Credo di essere stato già abbastanza chiaro in conferenza stampa. C’è da capire in che modo, con quali occhi il Teramo Basket viene visto dalle istituzioni. Mi riferisco soprattutto alla Provincia, che non ci sostiene da quattro anni e alla Regione, con cui c’era un accordo ben specifico risalente ad una legge del 2001. Noi continuiamo ad adempiere ai nostri “doveri”, portando lo stemma regionale sul petto nei palazzetti nazionali ed internazionali, mentre la Regione sembra non avere alcun interesse nei nostri riguardi. Non si tratta, dunque, soltanto di questioni relative ai finanziamenti.
Eppure le dichiarazioni di molti politici si sono concentrate sui numeri…
Non era questo il messaggio che io volevo dare. Non si sta parlando di fondi, di elemosine o di erogazioni. È un discorso più ampio, un discorso di tipo commerciale. Parliamo, in altre parole, di marketing territoriale. Metterla, invece, esclusivamente sul piano economico è avvilente, è una polemica sterile che a noi non dà niente. Il Teramo Basket non vuol essere colui che divide, ma colui che unisce. E proprio questo era il senso del mio messaggio: capire, cioè, se la Banca Tercas Teramo fosse intesa come “volano” d’Abruzzo in ambito internazionale.
L’occasione era stata offerta su un piatto d’argento con l’arrivo dei biancorossi in Eurocup. Qual è il bilancio di questa esperienza?
Sicuramente positivo, perché siamo entrati per la prima volta in un contesto unico. Abbiamo affrontato dignitosamente grandi squadre, riportando a casa anche buoni risultati. E siamo ancora in lizza. È una sensazione straordinaria. Giocare, ad esempio, sul parquet del palazzetto di Berlino, davanti a 10mila spettatori, ti fa capire che sei arrivato davvero a buon punto. E, in tutto questo, abbiamo sempre avuto il calore dei nostri tifosi, che hanno viaggiato con noi.

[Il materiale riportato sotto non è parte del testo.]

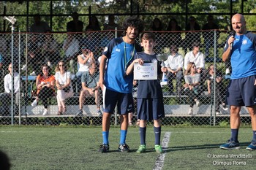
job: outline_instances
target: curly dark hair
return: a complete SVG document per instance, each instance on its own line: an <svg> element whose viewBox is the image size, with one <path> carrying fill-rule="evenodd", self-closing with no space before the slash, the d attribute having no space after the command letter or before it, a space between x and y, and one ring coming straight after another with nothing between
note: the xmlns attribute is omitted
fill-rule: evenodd
<svg viewBox="0 0 256 170"><path fill-rule="evenodd" d="M123 23L123 30L124 35L125 31L129 26L137 28L139 31L138 34L140 34L144 30L143 21L137 16L128 17L124 20Z"/></svg>

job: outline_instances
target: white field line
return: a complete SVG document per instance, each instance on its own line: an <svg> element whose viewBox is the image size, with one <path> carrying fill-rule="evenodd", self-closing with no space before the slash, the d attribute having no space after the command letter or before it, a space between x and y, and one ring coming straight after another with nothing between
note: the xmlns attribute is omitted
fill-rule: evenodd
<svg viewBox="0 0 256 170"><path fill-rule="evenodd" d="M161 170L164 166L165 158L167 153L165 150L168 147L170 136L170 132L165 133L165 136L164 136L164 139L162 139L162 144L161 144L164 152L158 155L156 160L156 163L154 163L154 167L153 168L153 170Z"/></svg>

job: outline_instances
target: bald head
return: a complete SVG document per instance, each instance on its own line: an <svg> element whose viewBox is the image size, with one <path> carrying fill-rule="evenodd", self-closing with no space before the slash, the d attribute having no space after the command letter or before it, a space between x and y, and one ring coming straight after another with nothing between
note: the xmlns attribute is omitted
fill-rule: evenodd
<svg viewBox="0 0 256 170"><path fill-rule="evenodd" d="M236 14L232 17L232 28L238 35L246 32L246 22L241 14Z"/></svg>

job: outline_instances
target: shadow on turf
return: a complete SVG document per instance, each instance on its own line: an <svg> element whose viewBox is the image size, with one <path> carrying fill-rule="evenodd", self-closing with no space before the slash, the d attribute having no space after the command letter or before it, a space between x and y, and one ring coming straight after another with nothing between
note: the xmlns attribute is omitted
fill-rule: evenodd
<svg viewBox="0 0 256 170"><path fill-rule="evenodd" d="M203 144L203 145L192 145L192 146L183 146L183 147L162 147L164 152L169 152L178 150L205 150L205 149L219 149L221 144ZM240 143L241 147L246 147L249 144L249 142ZM129 152L136 152L136 150L130 150ZM145 152L155 152L154 148L147 148ZM118 150L110 150L108 152L121 152Z"/></svg>
<svg viewBox="0 0 256 170"><path fill-rule="evenodd" d="M170 147L165 148L165 152L169 152L176 150L205 150L205 149L219 149L219 146L224 143L221 144L203 144L203 145L192 145L192 146L183 146L183 147ZM246 147L250 143L243 142L240 143L241 147Z"/></svg>

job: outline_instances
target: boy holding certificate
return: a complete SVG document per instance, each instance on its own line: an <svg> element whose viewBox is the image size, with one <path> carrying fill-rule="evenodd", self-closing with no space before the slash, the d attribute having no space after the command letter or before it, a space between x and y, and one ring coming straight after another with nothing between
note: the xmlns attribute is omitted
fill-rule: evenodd
<svg viewBox="0 0 256 170"><path fill-rule="evenodd" d="M156 53L153 51L155 46L155 36L153 33L143 33L140 36L140 45L144 51L137 53L134 56L133 62L128 66L127 74L132 74L134 64L138 63L143 67L144 63L157 63L159 77L161 77L160 62L157 60ZM165 117L165 109L162 98L162 91L159 80L138 80L138 89L137 95L138 119L140 120L140 146L137 152L146 152L146 131L148 120L154 120L154 132L155 136L155 150L158 153L162 153L160 145L161 122L160 118Z"/></svg>

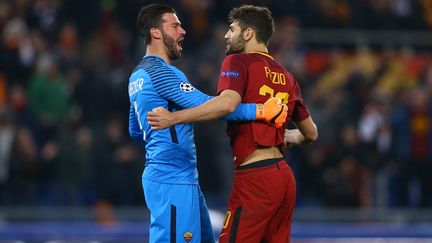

Come sta andando, invece, il campionato italiano finora?
Direi bene. Siamo sesti in classifica e la squadra sembra aver trovato il suo equilibrio dopo un inizio un po’ sfortunato, costellato da infortuni. Dopo la partenza, abbiamo fatto due ottimi acquisti e ci siamo, pertanto, completati. Ad ogni modo, non credo che l’aspetto importante sia dato dalla posizione occupata in classifica. Non si deve, cioè, pensare che si è migliorati perché si è giunti al secondo posto. O che si è meno bravi, perché magari si è tra le ultime posizioni.
A proposito di “incidenti di percorso”, cos’è successo a James Thomas?
Con Thomas, purtroppo, non si è raggiunti la sinergia che credevamo fosse possibile. Ci sono stati alcuni screzi, soprattutto di tipo fisico, che hanno interrotto il suo percorso già agli inizi della stagione. Poi le cose non si sono evolute come credevamo. E a giorni procederemo, pertanto, alla rescissione del contratto.
Quanto c’è di Carlo Antonetti nel successo del Teramo Basket?
In realtà, è un successo dovuto a tanti. Ai miei compagni di viaggio Tonino Biancacci e Lino Pellecchia, ad esempio. Ma anche all’avvocato Lino Nisii e all’interesse del direttore generale della Tercas, Antonio Di Matteo. Poi, sa, è un po’ complicato, perché io amo particolarmente questo sport, ci gioco da quando ero ragazzo. E la società è stata creata da mio fratello Paolo, perciò, se non è proprio una storia da libro “Cuore”, sicuramente è la storia di un grande amore. Io ho tre figli: posso dire, senza dubbio, che il Teramo Basket è il quarto di questi. Una creatura da amare e da curare, incondizionatamente.